They're from BHS and a bargain at £6, though they have a 20% off thing this weekend I think. But with having no idea how much she'll grow (she was born in october, so 5-6 months old now) I daren't buy a pair yet :dohh:

I'd actually totally forgotten about children's favours :rofl: Men are having a keyring that I designed and the women are having a mixed cd of music that have somehow featured in the wedding, whether it's the pre ceremony music, during the ceremony or the song is on one of the records used as centrepieces lol


----------



## EmmyReece

Ohhh Tasha, what a thing to go through while you were organising your wedding. That must have been such a huge stress for you :hugs:


----------



## Tasha

Yeah feet especially are hard as none of them grow at the same rate. I love the favour ideas, thy are unique which is so cool. The children's were more to keep them occupied than a favour as such, iykwim?

Yeah, it was not a good time but he was fine after a while and had no lasting affects from it, so that is what matters in the long run.

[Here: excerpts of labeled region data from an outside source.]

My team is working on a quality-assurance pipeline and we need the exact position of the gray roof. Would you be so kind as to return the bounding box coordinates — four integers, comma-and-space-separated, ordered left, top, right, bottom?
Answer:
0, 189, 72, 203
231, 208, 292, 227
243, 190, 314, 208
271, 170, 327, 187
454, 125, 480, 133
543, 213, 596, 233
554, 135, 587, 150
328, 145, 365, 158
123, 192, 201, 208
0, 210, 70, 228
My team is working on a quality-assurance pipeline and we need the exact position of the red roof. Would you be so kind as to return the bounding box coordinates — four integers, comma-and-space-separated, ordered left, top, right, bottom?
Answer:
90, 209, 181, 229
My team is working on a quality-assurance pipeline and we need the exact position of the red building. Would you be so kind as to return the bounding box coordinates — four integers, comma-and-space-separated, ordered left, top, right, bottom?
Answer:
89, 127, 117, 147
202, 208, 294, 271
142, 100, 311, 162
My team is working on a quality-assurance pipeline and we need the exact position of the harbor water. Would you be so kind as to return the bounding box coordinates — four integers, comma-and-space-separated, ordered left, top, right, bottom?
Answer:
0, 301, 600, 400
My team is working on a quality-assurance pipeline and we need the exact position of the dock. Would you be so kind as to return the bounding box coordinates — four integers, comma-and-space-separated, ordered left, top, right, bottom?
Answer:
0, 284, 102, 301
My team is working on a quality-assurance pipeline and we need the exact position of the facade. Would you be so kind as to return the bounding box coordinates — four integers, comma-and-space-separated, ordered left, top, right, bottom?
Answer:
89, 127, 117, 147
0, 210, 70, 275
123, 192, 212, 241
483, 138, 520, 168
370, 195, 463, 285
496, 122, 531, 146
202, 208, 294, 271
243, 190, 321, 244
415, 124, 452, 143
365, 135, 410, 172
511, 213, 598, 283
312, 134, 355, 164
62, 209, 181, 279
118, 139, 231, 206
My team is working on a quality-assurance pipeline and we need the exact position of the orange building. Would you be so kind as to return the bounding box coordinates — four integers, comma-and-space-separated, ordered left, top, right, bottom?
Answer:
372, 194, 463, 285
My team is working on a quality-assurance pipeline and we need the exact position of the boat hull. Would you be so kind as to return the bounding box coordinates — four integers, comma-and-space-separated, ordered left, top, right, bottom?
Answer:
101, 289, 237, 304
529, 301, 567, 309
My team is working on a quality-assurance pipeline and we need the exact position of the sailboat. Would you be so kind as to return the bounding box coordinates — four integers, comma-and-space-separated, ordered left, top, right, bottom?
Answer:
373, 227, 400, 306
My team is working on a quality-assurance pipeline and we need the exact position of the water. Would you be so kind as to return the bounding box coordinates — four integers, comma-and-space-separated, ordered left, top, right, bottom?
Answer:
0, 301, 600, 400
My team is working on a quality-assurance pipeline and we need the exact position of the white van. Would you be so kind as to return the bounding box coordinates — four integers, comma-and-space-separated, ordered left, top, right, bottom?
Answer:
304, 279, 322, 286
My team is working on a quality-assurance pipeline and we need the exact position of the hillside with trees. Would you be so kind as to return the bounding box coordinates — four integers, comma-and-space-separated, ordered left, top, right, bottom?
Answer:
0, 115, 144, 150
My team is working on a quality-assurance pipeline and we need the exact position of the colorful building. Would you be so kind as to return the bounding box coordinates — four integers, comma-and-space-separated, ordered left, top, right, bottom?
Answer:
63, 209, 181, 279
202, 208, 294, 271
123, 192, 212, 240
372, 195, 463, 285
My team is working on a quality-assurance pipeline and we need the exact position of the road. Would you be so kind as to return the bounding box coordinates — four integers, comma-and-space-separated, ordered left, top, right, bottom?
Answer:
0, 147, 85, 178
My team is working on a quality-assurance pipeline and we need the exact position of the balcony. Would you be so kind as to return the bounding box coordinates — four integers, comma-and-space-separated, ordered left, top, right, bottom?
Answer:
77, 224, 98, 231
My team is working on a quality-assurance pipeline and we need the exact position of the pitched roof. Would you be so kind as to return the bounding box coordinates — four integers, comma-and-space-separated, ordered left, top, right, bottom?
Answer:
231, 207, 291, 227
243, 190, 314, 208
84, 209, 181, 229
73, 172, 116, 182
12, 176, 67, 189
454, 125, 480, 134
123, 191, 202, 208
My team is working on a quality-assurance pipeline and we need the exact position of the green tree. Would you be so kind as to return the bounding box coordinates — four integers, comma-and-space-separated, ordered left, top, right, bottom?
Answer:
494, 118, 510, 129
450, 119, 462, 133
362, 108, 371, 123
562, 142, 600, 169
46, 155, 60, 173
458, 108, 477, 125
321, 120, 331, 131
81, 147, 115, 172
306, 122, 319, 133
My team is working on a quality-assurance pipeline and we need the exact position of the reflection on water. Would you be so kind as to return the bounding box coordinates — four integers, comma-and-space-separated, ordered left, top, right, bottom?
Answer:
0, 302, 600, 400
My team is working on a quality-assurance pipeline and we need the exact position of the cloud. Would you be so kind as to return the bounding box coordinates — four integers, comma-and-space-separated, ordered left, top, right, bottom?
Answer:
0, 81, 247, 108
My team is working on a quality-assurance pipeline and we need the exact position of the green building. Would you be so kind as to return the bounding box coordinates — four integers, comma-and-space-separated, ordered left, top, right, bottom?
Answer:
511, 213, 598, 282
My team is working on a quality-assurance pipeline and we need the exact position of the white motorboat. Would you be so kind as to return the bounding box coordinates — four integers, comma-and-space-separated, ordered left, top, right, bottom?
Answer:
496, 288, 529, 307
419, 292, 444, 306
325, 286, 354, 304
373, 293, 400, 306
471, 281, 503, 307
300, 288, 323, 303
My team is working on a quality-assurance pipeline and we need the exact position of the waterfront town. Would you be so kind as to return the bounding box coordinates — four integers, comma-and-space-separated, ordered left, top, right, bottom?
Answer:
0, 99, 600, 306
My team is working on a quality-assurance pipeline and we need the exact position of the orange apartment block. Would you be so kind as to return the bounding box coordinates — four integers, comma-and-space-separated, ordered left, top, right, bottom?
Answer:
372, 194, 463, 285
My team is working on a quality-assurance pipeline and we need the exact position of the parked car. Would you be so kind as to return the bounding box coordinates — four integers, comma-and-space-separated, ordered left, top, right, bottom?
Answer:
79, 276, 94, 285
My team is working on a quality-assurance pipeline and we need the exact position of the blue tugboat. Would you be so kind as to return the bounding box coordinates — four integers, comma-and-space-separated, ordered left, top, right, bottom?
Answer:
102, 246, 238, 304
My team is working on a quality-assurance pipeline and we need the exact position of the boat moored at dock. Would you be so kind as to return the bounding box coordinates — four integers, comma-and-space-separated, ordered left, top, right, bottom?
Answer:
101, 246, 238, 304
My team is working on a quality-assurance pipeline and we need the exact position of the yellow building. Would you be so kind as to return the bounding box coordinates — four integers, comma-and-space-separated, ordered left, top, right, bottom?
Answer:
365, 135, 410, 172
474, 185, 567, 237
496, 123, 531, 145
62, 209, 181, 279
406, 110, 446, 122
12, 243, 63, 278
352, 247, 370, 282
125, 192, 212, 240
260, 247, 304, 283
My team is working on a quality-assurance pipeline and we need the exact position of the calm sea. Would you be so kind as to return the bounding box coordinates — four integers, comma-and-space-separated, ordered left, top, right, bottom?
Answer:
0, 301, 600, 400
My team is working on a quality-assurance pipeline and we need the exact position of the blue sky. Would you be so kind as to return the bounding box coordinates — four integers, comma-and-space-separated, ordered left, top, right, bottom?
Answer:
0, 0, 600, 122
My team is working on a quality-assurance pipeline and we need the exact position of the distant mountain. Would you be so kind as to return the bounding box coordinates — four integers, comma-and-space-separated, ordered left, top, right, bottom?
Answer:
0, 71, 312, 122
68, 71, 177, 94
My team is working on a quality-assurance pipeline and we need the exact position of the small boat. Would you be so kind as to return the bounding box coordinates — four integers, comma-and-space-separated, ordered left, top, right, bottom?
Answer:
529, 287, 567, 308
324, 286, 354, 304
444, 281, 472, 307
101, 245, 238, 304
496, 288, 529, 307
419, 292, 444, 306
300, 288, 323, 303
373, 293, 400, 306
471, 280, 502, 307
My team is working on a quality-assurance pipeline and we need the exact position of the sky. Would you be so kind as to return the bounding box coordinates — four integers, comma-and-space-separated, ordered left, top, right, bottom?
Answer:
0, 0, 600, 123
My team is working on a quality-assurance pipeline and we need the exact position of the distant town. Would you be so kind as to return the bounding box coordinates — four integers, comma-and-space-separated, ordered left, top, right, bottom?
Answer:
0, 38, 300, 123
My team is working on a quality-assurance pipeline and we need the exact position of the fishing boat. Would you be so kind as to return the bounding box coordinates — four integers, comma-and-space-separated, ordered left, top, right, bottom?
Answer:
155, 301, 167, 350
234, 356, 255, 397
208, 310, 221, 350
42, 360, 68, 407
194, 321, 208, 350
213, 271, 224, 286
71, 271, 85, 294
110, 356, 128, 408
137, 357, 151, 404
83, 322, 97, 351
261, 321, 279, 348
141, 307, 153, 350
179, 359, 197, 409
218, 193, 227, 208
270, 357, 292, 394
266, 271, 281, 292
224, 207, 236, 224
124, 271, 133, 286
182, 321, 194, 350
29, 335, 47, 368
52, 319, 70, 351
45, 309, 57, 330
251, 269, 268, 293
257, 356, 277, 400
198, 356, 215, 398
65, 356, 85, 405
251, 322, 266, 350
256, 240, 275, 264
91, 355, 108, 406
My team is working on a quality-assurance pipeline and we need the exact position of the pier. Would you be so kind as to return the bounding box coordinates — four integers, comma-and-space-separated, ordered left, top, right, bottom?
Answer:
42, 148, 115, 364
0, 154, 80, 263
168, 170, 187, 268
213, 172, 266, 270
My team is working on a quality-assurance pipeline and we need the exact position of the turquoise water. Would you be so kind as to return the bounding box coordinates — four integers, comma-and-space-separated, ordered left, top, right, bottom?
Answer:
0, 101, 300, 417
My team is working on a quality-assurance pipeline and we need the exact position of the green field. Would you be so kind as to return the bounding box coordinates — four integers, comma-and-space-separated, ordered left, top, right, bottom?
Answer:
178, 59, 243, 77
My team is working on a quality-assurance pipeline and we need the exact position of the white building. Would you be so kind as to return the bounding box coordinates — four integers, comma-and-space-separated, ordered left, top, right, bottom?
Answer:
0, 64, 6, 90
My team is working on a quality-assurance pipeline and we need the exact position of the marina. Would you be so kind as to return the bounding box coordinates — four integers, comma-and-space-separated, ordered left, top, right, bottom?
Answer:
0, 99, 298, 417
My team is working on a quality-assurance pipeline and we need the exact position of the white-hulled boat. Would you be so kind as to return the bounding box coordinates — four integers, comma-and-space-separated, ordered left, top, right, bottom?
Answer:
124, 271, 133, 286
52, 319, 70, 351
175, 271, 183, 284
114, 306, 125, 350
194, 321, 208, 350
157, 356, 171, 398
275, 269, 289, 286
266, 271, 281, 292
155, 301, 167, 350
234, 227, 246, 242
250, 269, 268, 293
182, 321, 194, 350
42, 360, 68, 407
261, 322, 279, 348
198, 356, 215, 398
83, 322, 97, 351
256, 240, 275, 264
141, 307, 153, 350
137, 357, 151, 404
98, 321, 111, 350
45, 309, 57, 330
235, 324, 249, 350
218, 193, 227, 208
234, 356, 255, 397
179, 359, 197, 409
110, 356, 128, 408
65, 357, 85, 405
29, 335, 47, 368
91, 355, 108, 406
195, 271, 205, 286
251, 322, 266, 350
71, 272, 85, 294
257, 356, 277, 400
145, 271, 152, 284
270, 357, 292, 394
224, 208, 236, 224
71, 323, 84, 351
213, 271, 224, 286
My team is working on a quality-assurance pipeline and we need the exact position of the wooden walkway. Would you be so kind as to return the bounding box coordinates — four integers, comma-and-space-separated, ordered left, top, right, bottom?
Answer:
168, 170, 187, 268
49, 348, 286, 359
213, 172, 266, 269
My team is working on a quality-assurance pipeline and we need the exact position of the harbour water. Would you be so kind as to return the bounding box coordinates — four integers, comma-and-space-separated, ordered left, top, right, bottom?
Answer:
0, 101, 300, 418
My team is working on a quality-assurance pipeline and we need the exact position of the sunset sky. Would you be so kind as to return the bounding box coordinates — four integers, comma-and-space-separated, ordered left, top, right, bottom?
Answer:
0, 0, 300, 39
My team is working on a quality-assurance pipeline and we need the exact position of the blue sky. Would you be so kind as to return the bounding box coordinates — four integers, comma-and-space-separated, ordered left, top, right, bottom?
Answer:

How long til the glass paint comes. I use to love using glass paint to paint little flowers and stuff on light bulbs :haha:


----------



## EmmyReece

It should turn up on tuesday, which means I should be able to try it out on wednesday while waiting for our new bed to be delivered :happydance: Chris chose 2 different types of paint, a transparent one that makes the jar look like it's been stained and another one that has a frosted effect, so they're really going to be interesting :)

I'm actually really looking forward to having her for the day (not looking forward to Chris' mum getting any ideas), but it'll be nice to have some time with her. I've done the same whenever my cousins have had babies, gone over and cooked a nice meal and tidied up a bit while they rested and taken each baby out for a day when the mum felt comfortable letting them come with me :) I've not had the youngest yet as she was born 10 weeks premature (my cousin had no idea she was pregnant) so I didn't want to come across as too forceful even though I've been dying to take her out :blush:

I really like that so much of our wedding seems to be quite unusual and not very often used, like the vinyl centrepieces espescially. I have to say I think this theme suits us perfectly as it feels very relaxed and not formal at all, which neither Chris or myself are :D


----------



## Tasha

That sounds fab, cant wait to see how they look.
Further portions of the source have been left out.